Hey, Did You Read That Article in the New York Times Sunday Magazine?
Here at Gawker, we don't do much celebrating. It's always "Joe Morgenstern is a lazy piggy" or "Man, whoever made this slideshow on the T website is so lame." Never a kind word to be heard around here—see below, generally speaking—the posts never not poker-faced and always possibly reactionary to the point where it might be considered harmful.
But what if we read something we really like one day? What if we read an article in The New York Times Magazine and enjoyed every word? Possibly even admired the grace of the pacing and the narrative framing? What if the article was about tween after-school television, and how it's super-interesting? Get ready for a long post, fuckers—a long post that is joyous but totally unlike anything you would find at Gothamist.
The piece we're talking about is by Jonathan Dee (pictured), a novelist who has written for the magazine about the airline Song and the rappers OutKast. It begins in a casting studio at the Times Square offices of Nickelodeon, where a gaggle of 14-year-old nervous girls are trying out for nothing in particular. The network, meanwhile, has just signed a 13-episode deal for a show that has no concept, no script, no cast, and no pilot. Dee thinks that's pretty strange, considering Nickelodeon is owned by the anals at Viacom, and it is! Their secret weapon, it turns out—the reason the execs were so eager to sign on for a non-existent project—is a large man named Dan Schneider, the Alan Sorkin of tween TV who can turn out hit shows by the precise, devastating force of his instinct.

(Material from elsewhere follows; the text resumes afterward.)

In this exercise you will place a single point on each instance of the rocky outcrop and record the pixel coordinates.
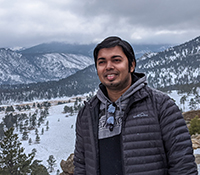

Dee makes this guy Dan sound like a hero and a genius. The key to his success is that in his playbook, Kids Always Win. They're smarter than the adults, they know more rather than less, and they are the ones doing all the cool things. If you think about it, this is totally true. Dee's insight here is that tween television—think Even Stevens, The Amanda Show, etc.—is actually really traditional and nostalgic for an old, bygone era in broadcasting. The difference is, because the 8-9 p.m "family television hour" doesn't really exist anymore and kids are watching TV by themselves, the shows function as this fantasy of secret liberation where kids rule and adults drool. This is also true; Dee is on a roll and no, dang, we're not messing around.
Anyway, on with the story. After a while, Dan Schneider comes up with a concept that is more innovative than any other modern thing. The show is called "iCarly," and it's about two girls who make a video that winds up an accidental hit on the web. They seize the opportunity, and start their own internet TV show where they make fun of their parents and schoolteachers! Naturally, Dee reports, there will be an iCarly website where fans can upload their webcam videos, some of which will then be used on the show itself "as part of Carly's fictional Webcast." Nickelodeon may have come up with it, but in the delivery, Dee is not not Borgesian here—things don't just turn out like this by accident.
Listen, just read the story—available on newsstands tomorrow and online later today, probably—it's full of great kid quotes and insights of the sort the Times Magazine was built to print. At one point Schneider tells Dee that the reason he laughs after every joke during taping, even if he's heard it six times before, is so that the kids know to wait long enough between their lines. This is what articles should be, and we're not too embarrassed to say it. No byline on this, boss; consider it a Gawker Weekend editorial.